Sure, the highest paid person that works for the Navy is the football coach – paid for by alumni, of course … and there you go.
This isn’t about the best interests of USNA, the MIDN, or the Navy as a whole. If it were, then you wouldn’t need outside funds to pay for the quality coach you need.
So, this is about the alumni and desire for a D1 team to cheer for? If so, perhaps they should have gone to a different school with a NROTC scholarship? What compromises are they willing to have their USNA make to allow them to have USNA at D1? Would they be willing to make “sacrifices” in order to let USNA compete at its natural level, say D-III? If not, why not? Does the lack of D-1 football make MIT any less of a school? Attract any less a quality of student?
Let’s go back to Ronnie Brooks. Because this is where the real tragedy is. He loves football. He really wants to play football. After four years at USNA, will he want to go pro? In the highly unlikely event he would have an opportunity to go pro – will we let him – or force him to serve? Will he even be physically able to serve, or to even make the cut as a walk-on?
The most likely event, as it is for all college athletes, is that he won’t. Even more unlikely for someone from the service academies. As a result, is he positioned to compete in the highly competivive profession of being a Navy or Marine Corps officer? Even though this wasn’t a desire that brought him to think about USNA, after a few years, he may decide he does.
Once he joins the fleet, will he be able to make a physical standard that, as an officer, he will have to enforce on his Sailors? The years of special treatment will be over; he will just be one more ENS or 2LT.

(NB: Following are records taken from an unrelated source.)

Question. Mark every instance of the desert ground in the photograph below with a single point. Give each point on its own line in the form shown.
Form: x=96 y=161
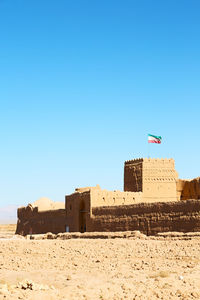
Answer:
x=114 y=268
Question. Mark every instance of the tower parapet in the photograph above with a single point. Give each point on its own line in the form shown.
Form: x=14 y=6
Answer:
x=156 y=178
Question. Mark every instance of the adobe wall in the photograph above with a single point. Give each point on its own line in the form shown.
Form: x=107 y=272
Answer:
x=101 y=198
x=149 y=218
x=78 y=210
x=188 y=189
x=156 y=178
x=32 y=221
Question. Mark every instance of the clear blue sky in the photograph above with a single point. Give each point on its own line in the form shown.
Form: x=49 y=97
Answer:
x=82 y=83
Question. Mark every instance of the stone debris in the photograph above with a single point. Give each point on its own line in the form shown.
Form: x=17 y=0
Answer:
x=88 y=235
x=30 y=285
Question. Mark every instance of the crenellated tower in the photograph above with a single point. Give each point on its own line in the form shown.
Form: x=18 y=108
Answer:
x=155 y=178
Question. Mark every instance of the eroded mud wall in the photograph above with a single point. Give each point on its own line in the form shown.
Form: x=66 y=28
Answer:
x=183 y=216
x=32 y=221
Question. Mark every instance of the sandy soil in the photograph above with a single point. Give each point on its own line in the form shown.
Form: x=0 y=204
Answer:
x=7 y=230
x=100 y=269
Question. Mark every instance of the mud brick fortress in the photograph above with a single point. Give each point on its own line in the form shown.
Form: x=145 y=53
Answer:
x=153 y=200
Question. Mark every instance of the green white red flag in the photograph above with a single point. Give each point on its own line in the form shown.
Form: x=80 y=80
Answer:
x=154 y=139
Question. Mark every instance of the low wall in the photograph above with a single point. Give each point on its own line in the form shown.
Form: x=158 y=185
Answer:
x=30 y=221
x=151 y=218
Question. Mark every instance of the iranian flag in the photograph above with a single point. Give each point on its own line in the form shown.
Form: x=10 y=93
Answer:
x=154 y=139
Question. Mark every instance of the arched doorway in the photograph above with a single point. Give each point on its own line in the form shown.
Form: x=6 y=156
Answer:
x=82 y=217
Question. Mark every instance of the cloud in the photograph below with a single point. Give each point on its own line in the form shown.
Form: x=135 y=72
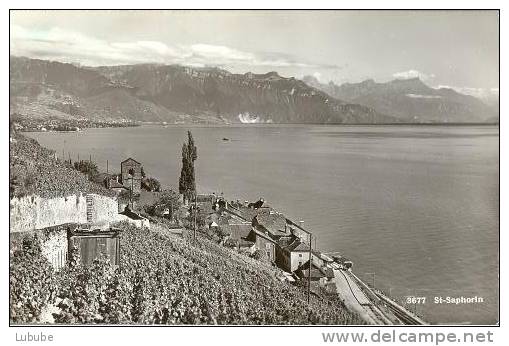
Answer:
x=68 y=46
x=413 y=74
x=418 y=96
x=482 y=93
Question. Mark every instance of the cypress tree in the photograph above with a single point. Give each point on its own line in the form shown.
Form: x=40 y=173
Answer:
x=187 y=183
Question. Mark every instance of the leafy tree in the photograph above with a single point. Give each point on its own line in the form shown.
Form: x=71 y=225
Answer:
x=187 y=183
x=151 y=184
x=168 y=199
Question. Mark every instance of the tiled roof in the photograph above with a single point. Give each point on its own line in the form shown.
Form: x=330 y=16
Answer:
x=298 y=245
x=237 y=231
x=115 y=184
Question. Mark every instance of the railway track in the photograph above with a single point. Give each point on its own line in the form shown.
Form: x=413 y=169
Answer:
x=405 y=316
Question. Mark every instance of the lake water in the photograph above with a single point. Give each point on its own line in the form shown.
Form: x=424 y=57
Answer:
x=417 y=206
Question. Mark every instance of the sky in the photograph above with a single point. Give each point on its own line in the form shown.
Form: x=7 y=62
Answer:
x=458 y=49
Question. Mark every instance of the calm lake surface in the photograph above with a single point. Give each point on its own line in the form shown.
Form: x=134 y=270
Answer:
x=416 y=205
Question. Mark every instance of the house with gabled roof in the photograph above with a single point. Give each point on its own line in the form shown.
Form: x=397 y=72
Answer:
x=291 y=253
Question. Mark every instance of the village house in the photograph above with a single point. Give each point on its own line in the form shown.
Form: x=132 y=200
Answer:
x=130 y=171
x=291 y=253
x=319 y=275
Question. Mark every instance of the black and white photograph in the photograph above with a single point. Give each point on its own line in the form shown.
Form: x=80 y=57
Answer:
x=254 y=167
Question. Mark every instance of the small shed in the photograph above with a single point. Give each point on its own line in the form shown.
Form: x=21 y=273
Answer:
x=89 y=245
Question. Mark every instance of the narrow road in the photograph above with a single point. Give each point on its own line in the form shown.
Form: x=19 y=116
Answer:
x=354 y=298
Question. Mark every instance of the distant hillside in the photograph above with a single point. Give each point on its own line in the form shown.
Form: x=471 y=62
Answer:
x=152 y=92
x=410 y=100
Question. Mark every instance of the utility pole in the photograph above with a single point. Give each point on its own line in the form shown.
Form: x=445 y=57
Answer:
x=131 y=197
x=309 y=267
x=195 y=213
x=373 y=278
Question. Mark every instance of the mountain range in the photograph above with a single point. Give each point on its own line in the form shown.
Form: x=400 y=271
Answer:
x=411 y=100
x=41 y=89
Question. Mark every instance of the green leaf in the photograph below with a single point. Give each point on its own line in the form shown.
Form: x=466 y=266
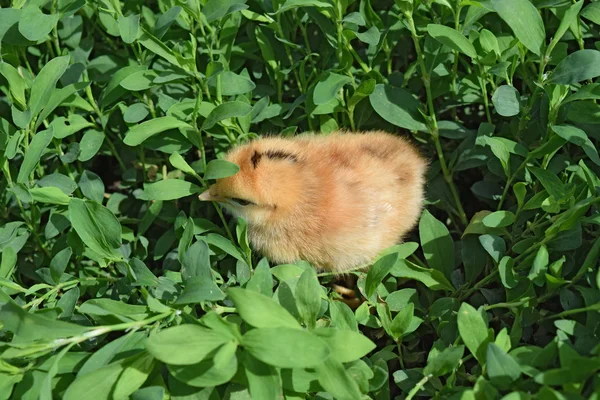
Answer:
x=437 y=244
x=215 y=10
x=118 y=379
x=91 y=186
x=97 y=226
x=568 y=19
x=398 y=107
x=342 y=316
x=286 y=347
x=433 y=279
x=34 y=153
x=59 y=97
x=502 y=368
x=139 y=81
x=157 y=47
x=372 y=36
x=329 y=87
x=261 y=311
x=135 y=113
x=200 y=289
x=16 y=83
x=34 y=24
x=576 y=67
x=143 y=276
x=473 y=331
x=139 y=133
x=494 y=245
x=506 y=270
x=402 y=321
x=169 y=189
x=9 y=260
x=232 y=84
x=59 y=263
x=452 y=38
x=334 y=378
x=524 y=20
x=217 y=169
x=445 y=362
x=378 y=271
x=291 y=4
x=592 y=12
x=506 y=100
x=264 y=381
x=113 y=90
x=206 y=373
x=225 y=111
x=345 y=345
x=363 y=90
x=49 y=195
x=129 y=27
x=90 y=144
x=45 y=82
x=262 y=279
x=489 y=42
x=29 y=326
x=551 y=183
x=499 y=219
x=579 y=138
x=184 y=344
x=308 y=297
x=540 y=265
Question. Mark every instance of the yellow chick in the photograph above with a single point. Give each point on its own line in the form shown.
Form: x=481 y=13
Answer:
x=335 y=201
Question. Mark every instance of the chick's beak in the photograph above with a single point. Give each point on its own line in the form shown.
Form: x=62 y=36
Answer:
x=207 y=196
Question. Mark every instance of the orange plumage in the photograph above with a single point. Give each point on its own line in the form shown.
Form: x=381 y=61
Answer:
x=335 y=201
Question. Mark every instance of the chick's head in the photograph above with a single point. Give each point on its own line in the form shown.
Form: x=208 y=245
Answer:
x=268 y=184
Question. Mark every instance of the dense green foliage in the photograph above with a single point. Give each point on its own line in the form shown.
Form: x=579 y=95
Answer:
x=116 y=282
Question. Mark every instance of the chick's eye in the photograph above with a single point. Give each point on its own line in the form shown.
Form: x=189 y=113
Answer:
x=242 y=202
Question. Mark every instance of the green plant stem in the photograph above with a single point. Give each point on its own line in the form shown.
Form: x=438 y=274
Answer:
x=484 y=93
x=509 y=182
x=507 y=305
x=28 y=222
x=104 y=329
x=433 y=123
x=218 y=209
x=63 y=285
x=289 y=54
x=455 y=64
x=418 y=387
x=494 y=272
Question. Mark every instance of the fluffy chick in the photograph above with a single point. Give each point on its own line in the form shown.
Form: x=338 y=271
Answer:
x=335 y=201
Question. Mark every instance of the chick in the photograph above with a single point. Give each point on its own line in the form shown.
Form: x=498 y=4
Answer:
x=333 y=200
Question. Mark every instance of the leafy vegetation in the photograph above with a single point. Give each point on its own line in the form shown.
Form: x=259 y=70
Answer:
x=116 y=282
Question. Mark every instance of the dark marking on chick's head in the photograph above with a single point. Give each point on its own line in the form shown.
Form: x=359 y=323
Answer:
x=382 y=153
x=255 y=159
x=281 y=155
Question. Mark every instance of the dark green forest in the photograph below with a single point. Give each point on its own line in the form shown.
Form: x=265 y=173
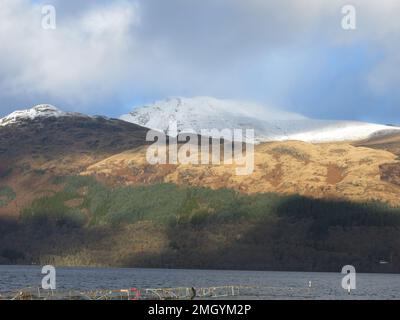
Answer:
x=203 y=228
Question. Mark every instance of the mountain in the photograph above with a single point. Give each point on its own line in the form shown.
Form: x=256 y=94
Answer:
x=44 y=142
x=269 y=124
x=40 y=111
x=78 y=190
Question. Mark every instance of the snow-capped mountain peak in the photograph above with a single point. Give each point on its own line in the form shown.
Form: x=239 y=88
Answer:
x=39 y=111
x=269 y=124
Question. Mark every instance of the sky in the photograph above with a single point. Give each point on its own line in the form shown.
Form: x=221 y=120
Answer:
x=106 y=57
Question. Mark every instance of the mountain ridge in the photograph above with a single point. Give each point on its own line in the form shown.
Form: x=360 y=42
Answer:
x=270 y=124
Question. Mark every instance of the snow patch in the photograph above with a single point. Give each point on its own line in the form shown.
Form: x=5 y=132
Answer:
x=269 y=124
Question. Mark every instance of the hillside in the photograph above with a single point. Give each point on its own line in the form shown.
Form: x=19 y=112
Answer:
x=269 y=123
x=77 y=190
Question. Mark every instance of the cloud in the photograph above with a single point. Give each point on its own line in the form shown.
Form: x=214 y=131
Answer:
x=106 y=56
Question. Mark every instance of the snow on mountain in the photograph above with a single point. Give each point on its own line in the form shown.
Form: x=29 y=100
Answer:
x=39 y=111
x=269 y=124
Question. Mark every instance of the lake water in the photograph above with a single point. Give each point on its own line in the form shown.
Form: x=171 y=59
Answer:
x=265 y=284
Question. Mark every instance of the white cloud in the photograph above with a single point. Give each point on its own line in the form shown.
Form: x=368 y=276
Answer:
x=102 y=50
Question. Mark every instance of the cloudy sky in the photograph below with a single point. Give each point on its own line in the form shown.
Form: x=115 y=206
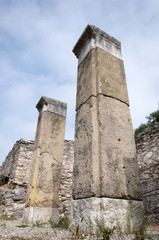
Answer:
x=36 y=59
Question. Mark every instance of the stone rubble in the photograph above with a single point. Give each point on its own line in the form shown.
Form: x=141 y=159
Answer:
x=14 y=175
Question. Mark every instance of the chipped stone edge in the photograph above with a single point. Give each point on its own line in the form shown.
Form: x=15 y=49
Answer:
x=126 y=214
x=93 y=37
x=32 y=215
x=51 y=105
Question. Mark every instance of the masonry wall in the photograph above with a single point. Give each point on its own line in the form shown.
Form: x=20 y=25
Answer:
x=147 y=144
x=14 y=175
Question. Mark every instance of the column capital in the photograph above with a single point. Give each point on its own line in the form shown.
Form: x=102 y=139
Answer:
x=93 y=37
x=51 y=105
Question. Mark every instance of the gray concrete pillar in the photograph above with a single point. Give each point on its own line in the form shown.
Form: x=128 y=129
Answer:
x=43 y=188
x=106 y=180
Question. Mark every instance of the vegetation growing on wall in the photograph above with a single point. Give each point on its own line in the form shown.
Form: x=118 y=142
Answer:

Every year he has company making that challenge work – and I saw it in my career. Right now on the Naval Academy team we have a 6’3″ 300# MIDN, 5’11” 277#, 6’2″ 293#, 6’2″ 315#, 6’1″ 310# … and so on.
Few things are more depressing than seeing a 25-yr old man having an emotional breakdown because he can’t get below 215# even if he eats like a supermodel. It is not easy – but after demanding they do one thing so middle aged men can watch them play D1 football, on a dime their Navy will require them to drastically change their body shape … if they can. Not everyone can and still be healthy.
Are we setting him up for something he may, coming out the door, be doomed to fail in? Whose fault is it?
I don’t want to get in to a battle over the Navy’s height-weight standards – I happen to have significant issues with them. Was never a problem with me, as those who have met me know, I have your standard issue Anglo-Norman genetics of being about Ronnie’s height with a 33″ waist and 46L coat – as I have since high school +/-. What I have seen are some of the best people I have served with struggle simply due to their DNA to make it – and their career suffered for it. Love or hate – it is what it is and if you are on the wrong side of the tape – your career is over – or stunted where you are when your metabolism changes.
It was one thing when I was 22 to go from 225# to 185#. It is another to go from 300# to 215.9#. I wish them all well.
There is one last institutional side issue; would USNA recruit a 17-yr old 6’3″ 280# young man who was a winner at the Google Science Fair? If they did – would they let him stay at that weight? What about a 5’11” 210# female softball player?
Supported, or supporting?
I also wish that all those who invest so much of their own personal feelings of self-worth – and money – in to the NAAA and football would ask themselves, why? To what end?